The greatest difficulty I found with many of these development companies is a lack of expertise and imagination. They know housing, they know retail, they know office, but they refuse to understand each other’s land uses. This has to change.

It will also require cities to change zoning and land use models. Many communities built into their General Plans a long term program that is now inflexible and counterproductive. No matter how important, it can take years to modify and codify them – this while everything around them collapses and disappears. The market place is not a kind and benevolent beast. As Ludwig von Mises said in his great book, Human Action, “The market is supreme!” Believe it!

We are discovering that now, it is often a hard slap to the face. Amazon buying Whole Foods is just one example; the real examples are the high-end retailers such as Nordstrom, fighting loosing battles to just stay alive over 6% reductions in year to year sales. Shoppers? If you want loyalty, get a puppy.

I worked for an architectural design studio back in the 1970s that focused on the newest thing in retail shopping, the “enclosed” mall. Our clients were the big boys of the day (they are still around, but certainly not the big boys they were). These new malls destroyed the old town centers and main streets of America, especially in the Midwest and the East. And now, the Internet is doing the same thing; it is a revolution that is both cultural and financial. Sure you can point a finger at Amazon, that’s easy. But in reality, it is every brick and mortar retailer who is offering their products online and with a broader selection and home delivery.
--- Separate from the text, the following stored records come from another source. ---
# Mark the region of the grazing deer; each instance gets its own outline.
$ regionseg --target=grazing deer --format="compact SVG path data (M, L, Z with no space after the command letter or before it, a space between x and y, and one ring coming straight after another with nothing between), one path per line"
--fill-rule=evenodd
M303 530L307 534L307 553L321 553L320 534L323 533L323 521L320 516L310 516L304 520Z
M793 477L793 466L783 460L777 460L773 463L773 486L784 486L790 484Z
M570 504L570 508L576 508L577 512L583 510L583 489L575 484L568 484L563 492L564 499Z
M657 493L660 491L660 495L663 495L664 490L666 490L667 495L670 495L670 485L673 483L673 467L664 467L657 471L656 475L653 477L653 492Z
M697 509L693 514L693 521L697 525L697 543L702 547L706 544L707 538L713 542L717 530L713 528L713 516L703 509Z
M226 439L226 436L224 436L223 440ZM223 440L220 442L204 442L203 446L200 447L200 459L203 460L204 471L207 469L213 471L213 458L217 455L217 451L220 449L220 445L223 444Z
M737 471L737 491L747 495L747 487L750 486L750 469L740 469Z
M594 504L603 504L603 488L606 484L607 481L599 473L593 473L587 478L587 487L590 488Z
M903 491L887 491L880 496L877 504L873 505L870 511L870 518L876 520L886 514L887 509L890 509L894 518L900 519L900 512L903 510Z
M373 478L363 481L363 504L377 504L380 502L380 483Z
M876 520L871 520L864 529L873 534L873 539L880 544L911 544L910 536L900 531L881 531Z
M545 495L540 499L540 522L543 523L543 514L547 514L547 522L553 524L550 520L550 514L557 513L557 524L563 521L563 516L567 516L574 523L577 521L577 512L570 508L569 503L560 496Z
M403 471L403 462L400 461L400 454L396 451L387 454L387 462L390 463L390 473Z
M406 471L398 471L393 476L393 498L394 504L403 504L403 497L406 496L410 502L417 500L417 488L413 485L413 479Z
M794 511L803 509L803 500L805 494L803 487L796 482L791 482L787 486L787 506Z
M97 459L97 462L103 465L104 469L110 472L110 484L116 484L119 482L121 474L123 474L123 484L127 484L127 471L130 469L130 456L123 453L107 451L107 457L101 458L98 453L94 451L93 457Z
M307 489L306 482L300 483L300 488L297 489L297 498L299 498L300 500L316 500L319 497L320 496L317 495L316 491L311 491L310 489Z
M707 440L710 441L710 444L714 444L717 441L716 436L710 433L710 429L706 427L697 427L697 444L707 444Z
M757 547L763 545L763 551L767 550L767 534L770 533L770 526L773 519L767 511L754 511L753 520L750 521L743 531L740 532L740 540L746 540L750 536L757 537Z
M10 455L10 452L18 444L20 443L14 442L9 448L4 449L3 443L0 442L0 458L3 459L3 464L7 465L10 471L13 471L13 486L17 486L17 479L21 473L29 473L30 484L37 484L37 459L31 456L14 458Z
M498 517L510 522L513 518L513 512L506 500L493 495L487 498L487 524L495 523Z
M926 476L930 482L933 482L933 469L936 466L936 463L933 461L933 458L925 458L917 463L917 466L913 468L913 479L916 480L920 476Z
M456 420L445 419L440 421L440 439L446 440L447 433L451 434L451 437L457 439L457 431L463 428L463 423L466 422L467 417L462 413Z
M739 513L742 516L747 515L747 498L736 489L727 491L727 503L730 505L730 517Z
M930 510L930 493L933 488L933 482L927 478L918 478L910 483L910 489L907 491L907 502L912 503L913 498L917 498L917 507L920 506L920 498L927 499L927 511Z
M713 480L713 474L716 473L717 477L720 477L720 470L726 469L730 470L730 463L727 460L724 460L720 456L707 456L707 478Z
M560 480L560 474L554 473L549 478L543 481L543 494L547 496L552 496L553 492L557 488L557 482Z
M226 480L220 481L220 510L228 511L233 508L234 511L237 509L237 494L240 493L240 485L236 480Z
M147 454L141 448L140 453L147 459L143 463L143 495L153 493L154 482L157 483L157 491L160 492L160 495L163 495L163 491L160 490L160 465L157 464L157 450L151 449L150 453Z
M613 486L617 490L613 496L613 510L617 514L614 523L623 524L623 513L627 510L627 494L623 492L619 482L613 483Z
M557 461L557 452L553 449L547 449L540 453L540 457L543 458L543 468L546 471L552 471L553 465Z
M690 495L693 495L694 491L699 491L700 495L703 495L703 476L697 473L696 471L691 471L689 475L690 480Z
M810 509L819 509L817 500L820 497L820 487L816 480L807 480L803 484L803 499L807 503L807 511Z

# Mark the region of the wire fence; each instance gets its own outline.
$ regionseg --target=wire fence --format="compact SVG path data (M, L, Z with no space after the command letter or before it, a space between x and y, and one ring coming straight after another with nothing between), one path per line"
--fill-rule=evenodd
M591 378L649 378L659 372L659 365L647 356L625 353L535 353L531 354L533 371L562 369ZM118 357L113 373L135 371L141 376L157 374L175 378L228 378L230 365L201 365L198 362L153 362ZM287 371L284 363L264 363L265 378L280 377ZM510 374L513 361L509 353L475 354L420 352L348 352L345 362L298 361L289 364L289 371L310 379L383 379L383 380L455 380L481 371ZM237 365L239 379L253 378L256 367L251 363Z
The models are changing, the way we shop is changing, what we buy is changing, and most especially why we buy is changing. Even the way we live is changing.
During the last fifty years nothing has occupied architects, urban planners, and city officials more than what will become of our cities. We have had anti-suburbanists, neo-traditionalists, urban revivalists, edge city believers, survivalists, futurists, and even blow-the-hole-thing-up-ists, telling us how cities MUST be redesigned. Most without a clue or real plan.

I remember a science fiction story from my youth where everyone lived in their own little cell, it was a nice cell, comfortable, with entertainment and all the necessities of life, and everything arrived at the door—all you had to do was ask for it. Paranoia raged, we were defensive and protective of our cell—all because we didn’t go out anymore.

Are we there yet?

Stay tuned . . . . .

1 comment:

  1. Interesting discussion. Particularly the end. Seems everyone is a little paranoid and each side has no confidence in the position of any other side. Reminds me of the old 1960s Buffalo Springfield song, " For What It's Worth." Included in the lyrics are these..."Paranoia strikes deep, into your heart it will creep. It starts when you're always afraid, step out of line, the man comes and takes you away." And, the second set is "Young people speaking their minds, singing songs and carrying signs, mostly say hooray for our side.